While 23% of all NHS activity is taken up by treating mental illness, only 11% of the NHS budget has been allocated to mental health services in recent years. Despite the Government promising in 2014 to inject an extra £1.4 billion pounds into mental health services, there is still a severe shortage of funds  for acute and community frontline services.
With services being stretched to breaking point and the numbers suffering mental illnes  increasing, it seems to me that more and more responsibility is being put on the friends and families of those who are suffering mental illness to support them.

It is being left to them to try their best to look after their loved one and to decide when to seek medical help. Having attended a number of inquests involving the deaths of patients suffering with mental health problems and having worked with the families of those who have died I have seen first-hand how difficult this is for families, especially when they are often not aware of all of the circumstances of their loved one’s illness.

I have worked on cases where families were not advised of their relative’s diagnosis, how serious it was, what ‘red flags’ to look out for or what action to take if they were concerned. Yet, they were the ones left in charge of their relative’s day to day care and when things went wrong they were the ones left feeling responsible – wondering if they could have saved their child, partner, sibling or friend if only they had done something different. This just causes more distress to the already bereaved. 
To try to avoid this I would like to see mental health professionals engaging the patient’s family members and/or close friends in the patient’s treatment more. I think it would be useful for family or friends to understand their loved one’s treatment plans and to be advised of what warning signs to look out for and what action to take.
One obstacle to this is, of course, patient confidentiality, which restricts the patient’s mental health team from being able to share information with the patient’s family or close friends.  Where a patient over the age of 16 has been assessed as having capacity to make treatment decisions, then unless there is a risk of harm to themselves or somebody else, their personal health information can only be disclosed if consent is expressly given. 

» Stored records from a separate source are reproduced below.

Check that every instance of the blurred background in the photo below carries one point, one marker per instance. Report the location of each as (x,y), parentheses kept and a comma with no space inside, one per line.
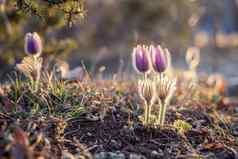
(103,38)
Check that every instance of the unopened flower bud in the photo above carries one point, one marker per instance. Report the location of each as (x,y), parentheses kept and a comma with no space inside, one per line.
(33,44)
(158,59)
(140,58)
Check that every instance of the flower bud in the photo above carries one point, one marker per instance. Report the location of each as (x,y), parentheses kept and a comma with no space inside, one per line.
(193,57)
(158,59)
(141,61)
(2,2)
(33,44)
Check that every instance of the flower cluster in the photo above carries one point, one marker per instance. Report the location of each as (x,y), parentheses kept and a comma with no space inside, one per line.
(154,60)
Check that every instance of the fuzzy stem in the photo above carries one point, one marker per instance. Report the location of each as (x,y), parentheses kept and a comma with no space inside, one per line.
(158,117)
(149,112)
(162,112)
(146,113)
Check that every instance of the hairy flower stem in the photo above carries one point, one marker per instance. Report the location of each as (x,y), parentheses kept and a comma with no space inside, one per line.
(149,113)
(146,114)
(162,112)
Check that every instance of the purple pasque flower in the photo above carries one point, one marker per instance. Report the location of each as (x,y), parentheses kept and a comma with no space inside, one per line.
(33,44)
(2,2)
(140,58)
(158,59)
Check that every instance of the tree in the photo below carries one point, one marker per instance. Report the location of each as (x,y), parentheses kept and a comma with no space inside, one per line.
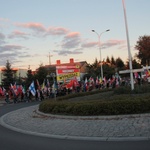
(8,76)
(143,47)
(30,78)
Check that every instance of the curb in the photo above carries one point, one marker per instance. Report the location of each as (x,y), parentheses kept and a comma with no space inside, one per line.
(2,122)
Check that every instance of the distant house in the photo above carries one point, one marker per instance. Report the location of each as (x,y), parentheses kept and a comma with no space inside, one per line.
(22,73)
(68,67)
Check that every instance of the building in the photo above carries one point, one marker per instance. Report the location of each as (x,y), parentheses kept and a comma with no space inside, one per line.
(18,73)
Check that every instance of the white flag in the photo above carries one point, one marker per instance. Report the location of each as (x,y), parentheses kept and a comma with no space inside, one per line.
(32,89)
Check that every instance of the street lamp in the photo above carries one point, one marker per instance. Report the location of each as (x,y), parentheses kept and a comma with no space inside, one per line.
(99,36)
(128,42)
(53,75)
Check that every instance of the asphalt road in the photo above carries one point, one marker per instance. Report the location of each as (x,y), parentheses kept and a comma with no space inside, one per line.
(11,140)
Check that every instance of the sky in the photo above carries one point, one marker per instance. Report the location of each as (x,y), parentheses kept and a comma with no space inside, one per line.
(35,32)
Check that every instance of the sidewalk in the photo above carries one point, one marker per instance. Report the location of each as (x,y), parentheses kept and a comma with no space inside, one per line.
(101,128)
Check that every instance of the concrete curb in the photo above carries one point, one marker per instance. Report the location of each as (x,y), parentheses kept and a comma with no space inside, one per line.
(2,122)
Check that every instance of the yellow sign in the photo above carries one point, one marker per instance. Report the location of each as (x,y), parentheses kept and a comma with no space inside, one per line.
(67,76)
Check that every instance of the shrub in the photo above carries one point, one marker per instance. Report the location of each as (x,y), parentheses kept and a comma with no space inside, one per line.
(88,108)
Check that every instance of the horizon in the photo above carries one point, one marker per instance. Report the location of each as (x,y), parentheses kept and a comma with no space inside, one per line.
(42,32)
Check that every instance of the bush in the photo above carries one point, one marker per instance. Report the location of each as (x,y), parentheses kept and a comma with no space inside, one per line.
(122,101)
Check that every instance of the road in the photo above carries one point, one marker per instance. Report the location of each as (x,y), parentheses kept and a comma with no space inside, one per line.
(11,140)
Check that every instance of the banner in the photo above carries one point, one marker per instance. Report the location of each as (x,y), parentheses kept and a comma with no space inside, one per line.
(67,73)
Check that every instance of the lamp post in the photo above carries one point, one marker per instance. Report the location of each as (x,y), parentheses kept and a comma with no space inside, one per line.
(128,42)
(99,36)
(53,75)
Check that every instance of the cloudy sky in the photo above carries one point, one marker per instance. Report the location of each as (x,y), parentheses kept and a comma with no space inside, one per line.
(33,30)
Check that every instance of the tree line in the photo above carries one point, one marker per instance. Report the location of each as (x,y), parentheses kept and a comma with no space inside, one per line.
(110,67)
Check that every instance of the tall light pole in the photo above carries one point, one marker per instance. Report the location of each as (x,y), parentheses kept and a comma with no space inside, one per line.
(128,42)
(99,44)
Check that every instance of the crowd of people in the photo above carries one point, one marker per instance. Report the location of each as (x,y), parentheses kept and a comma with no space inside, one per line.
(17,94)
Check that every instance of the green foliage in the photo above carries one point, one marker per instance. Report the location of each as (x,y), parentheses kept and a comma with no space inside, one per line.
(143,47)
(126,103)
(131,105)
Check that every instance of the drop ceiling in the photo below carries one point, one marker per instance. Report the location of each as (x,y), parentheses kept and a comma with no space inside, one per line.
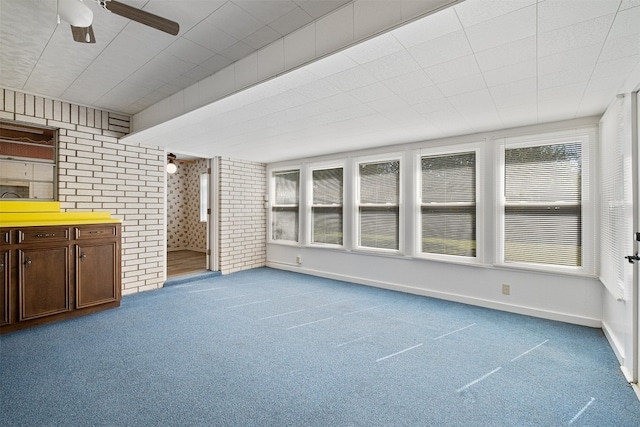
(480,65)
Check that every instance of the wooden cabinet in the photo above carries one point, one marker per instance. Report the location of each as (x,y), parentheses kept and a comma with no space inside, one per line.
(57,272)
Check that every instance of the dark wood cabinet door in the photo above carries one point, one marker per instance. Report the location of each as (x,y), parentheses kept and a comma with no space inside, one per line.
(97,272)
(43,281)
(5,271)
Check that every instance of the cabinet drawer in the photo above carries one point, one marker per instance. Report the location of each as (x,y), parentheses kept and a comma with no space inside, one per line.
(100,231)
(5,237)
(43,234)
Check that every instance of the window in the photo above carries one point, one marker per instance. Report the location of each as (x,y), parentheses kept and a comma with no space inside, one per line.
(448,204)
(543,218)
(326,207)
(379,204)
(204,196)
(285,208)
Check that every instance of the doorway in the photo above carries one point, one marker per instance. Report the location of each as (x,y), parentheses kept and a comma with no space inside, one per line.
(187,216)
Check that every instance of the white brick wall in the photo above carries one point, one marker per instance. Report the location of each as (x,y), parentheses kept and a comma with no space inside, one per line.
(242,216)
(97,172)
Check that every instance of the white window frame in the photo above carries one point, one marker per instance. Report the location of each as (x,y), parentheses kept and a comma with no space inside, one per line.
(309,205)
(586,136)
(204,197)
(272,203)
(387,157)
(444,151)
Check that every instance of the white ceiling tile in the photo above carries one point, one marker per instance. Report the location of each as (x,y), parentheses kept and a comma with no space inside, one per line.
(300,47)
(373,49)
(429,28)
(420,95)
(565,77)
(373,16)
(237,51)
(569,59)
(334,31)
(555,14)
(266,11)
(429,106)
(441,49)
(451,70)
(317,90)
(189,51)
(331,65)
(271,60)
(505,95)
(616,67)
(575,36)
(502,30)
(318,8)
(561,94)
(392,106)
(290,22)
(352,78)
(408,82)
(626,23)
(508,54)
(466,84)
(262,37)
(391,66)
(473,12)
(519,115)
(512,73)
(340,101)
(627,4)
(234,21)
(371,93)
(207,35)
(620,48)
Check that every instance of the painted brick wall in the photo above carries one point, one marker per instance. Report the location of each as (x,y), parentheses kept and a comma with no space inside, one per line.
(97,172)
(242,216)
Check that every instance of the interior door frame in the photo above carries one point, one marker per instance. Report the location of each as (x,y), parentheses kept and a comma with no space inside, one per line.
(212,221)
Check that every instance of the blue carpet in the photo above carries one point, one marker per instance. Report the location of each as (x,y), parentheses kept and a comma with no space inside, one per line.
(272,348)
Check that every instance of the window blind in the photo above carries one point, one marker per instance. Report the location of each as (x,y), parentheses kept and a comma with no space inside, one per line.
(379,210)
(543,209)
(448,206)
(326,209)
(285,209)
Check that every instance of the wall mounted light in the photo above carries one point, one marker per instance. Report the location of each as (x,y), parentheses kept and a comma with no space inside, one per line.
(171,166)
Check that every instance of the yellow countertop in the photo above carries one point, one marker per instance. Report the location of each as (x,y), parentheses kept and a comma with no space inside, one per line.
(21,213)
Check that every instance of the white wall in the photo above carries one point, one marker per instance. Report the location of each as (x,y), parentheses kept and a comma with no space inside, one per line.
(618,315)
(558,296)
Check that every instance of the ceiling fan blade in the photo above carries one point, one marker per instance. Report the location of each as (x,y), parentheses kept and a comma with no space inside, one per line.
(142,17)
(83,34)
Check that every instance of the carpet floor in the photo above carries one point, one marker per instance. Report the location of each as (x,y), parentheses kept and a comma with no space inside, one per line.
(271,348)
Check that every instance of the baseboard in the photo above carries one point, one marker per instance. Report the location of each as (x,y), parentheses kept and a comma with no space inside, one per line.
(186,249)
(528,311)
(617,348)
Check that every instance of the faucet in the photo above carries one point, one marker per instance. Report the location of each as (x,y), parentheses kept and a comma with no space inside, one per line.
(9,193)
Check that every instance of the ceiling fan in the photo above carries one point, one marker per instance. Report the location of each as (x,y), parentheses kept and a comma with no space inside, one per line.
(80,17)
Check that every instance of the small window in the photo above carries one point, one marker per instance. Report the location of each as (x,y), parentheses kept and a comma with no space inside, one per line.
(285,207)
(204,196)
(543,204)
(448,204)
(379,205)
(326,208)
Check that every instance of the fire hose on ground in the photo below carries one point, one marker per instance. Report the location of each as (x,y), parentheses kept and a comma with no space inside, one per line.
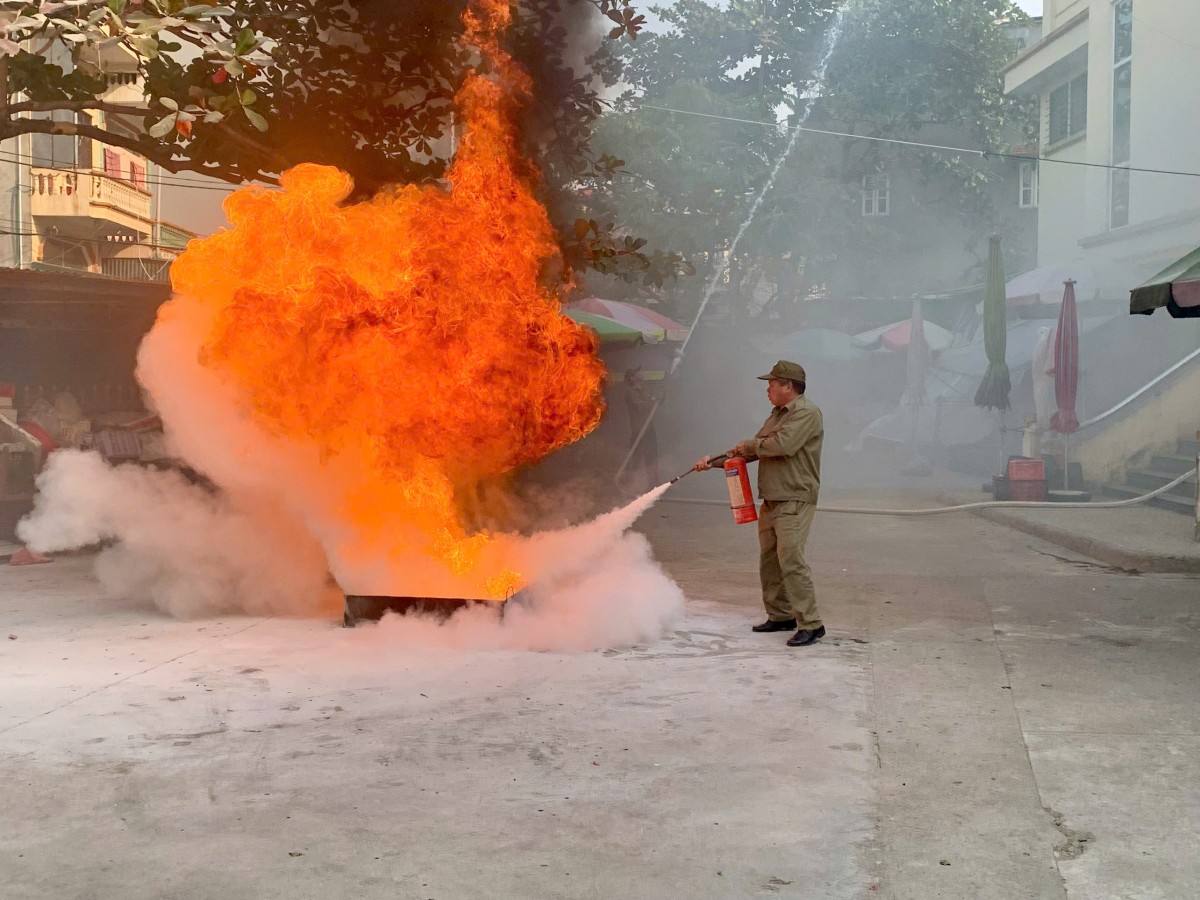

If a clinician assesses a patient as not having the mental capacity to make decisions relating to their treatment and is convinced that it is essential and in the patient’s best interests, then they can disclose the information to an appropriate person or authority. 
Whilst it goes without saying the duty of confidentiality is vital for patients, if families are to be left to care for their mentally ill relatives, then I believe their treating professionals need to focus on encouraging and persuading their patients to disclose details of their illness to their loved ones.

In my view mental health professionals must be given the time with their patients and, if necessary, training to encourage disclosure and explain the benefits of them doing so.

When a patient is being cared for in the community, in my experience the bulk of that care will fall to families or friends.   They will only ever be able to provide the right level of support if they are armed with the correct information on the patient’s treatment and care. That must surely  be not only in the patient’s best interests but also in the best interests of those who are given the responsibility of  caring their mentally ill friend or relative.